As Hip Hop continues to expand, its reach finds its way into undergraduate classrooms.

One such classroom is Professor Michael Eric Dyson’s Georgetown course, SOCI-124-01 or “Sociology of Hip-Hop – Urban Theodicy of Jay-Z.”

“This class is about the politics, the culture, the racial dimensions, the class dimensions, the economic dimensions of Hip Hop culture seen through a figure like Jay-Z.” said Dyson an an interview with The Washington Post.

“This is not a class meant to sit around and go, ‘Oh man, those lyrics were dope,’ ” explains Dyson, who penned the book Know What I Mean? Reflections on Hip-Hop, which features an introduction from Jay-Z and an afterword from Nas. “We’re dealing with everything that’s important in a sociology class: race, gender, ethnicity, class, economic inequality, social injustice…. His body of work has proved to be powerful, effective and influential. And it’s time to wrestle with it.”

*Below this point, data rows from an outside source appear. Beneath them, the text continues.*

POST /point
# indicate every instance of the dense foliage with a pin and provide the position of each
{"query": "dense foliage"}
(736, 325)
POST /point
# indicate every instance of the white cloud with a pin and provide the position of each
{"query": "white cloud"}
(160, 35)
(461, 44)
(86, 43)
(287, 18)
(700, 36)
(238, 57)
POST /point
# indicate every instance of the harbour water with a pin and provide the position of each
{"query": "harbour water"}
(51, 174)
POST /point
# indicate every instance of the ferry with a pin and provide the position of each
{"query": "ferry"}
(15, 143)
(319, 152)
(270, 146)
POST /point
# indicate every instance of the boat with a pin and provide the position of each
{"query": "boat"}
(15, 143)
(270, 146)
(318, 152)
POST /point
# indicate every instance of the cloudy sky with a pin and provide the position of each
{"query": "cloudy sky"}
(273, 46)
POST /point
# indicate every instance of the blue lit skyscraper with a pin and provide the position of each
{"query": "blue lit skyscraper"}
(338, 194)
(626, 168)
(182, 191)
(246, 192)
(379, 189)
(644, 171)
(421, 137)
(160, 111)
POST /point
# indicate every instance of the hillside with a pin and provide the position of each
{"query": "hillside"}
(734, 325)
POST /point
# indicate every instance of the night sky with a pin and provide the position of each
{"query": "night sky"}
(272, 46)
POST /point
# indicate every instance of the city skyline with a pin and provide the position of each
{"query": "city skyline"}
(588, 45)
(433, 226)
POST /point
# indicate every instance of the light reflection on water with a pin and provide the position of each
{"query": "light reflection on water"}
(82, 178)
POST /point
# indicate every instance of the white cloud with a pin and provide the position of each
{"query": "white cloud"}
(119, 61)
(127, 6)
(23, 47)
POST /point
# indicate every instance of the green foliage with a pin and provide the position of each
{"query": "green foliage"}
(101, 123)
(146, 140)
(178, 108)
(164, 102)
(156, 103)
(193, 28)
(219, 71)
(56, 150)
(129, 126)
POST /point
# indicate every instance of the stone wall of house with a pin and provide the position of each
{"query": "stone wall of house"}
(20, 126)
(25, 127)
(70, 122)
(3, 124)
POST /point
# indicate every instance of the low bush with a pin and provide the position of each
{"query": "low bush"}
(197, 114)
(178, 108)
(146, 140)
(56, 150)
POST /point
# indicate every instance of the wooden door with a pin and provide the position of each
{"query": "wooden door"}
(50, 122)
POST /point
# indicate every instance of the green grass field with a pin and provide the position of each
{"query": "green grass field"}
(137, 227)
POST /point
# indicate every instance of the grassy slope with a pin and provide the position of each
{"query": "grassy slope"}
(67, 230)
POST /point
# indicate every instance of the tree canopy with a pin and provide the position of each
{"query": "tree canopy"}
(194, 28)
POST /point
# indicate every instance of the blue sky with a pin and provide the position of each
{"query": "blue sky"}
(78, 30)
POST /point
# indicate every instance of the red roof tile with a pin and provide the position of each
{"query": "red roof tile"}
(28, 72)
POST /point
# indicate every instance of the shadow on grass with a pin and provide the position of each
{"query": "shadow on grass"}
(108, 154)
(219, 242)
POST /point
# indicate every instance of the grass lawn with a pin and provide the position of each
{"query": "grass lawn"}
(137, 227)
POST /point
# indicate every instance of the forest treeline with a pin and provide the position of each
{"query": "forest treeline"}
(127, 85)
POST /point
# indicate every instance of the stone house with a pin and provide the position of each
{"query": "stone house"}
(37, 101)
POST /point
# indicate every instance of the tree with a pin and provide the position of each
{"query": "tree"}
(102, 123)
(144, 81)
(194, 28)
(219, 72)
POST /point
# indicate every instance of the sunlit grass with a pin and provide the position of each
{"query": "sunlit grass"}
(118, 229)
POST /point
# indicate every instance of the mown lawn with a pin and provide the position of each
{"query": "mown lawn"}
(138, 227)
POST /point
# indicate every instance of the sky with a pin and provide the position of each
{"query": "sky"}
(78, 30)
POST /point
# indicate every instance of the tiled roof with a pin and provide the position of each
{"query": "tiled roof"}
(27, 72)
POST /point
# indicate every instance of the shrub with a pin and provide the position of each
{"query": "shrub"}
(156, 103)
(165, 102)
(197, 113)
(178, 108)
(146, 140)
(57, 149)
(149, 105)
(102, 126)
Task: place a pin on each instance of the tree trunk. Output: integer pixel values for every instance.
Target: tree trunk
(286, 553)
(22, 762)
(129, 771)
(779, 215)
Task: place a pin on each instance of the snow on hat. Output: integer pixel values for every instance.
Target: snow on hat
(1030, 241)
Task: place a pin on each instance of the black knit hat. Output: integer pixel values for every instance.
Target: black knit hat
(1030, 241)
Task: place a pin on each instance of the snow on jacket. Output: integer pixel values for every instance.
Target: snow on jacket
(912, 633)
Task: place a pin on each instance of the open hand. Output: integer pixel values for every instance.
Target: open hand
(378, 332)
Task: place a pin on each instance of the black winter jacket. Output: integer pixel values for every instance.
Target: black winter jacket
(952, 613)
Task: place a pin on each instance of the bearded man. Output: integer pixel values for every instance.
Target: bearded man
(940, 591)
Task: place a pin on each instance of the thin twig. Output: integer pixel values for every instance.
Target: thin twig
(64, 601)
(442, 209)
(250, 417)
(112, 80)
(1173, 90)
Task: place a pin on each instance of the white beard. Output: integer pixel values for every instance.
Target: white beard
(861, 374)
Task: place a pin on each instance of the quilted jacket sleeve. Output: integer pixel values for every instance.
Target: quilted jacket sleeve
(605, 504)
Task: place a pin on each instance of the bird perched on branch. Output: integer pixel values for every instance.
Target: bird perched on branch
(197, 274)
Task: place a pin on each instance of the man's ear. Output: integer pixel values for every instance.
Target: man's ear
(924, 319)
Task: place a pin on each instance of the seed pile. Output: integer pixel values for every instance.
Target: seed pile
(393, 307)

“I’m a tweener, man! I couldn’t march with Dr. King and them. And I’m too old to be a Hip Hopper,” added Dyson, who sees his role as bridging the gap between generations of music listeners that often don’t see eye-to-eye. “But I’ve been granted honorary status in each generation…. I see my tongue as a bridge over which ideas can travel back and forth.”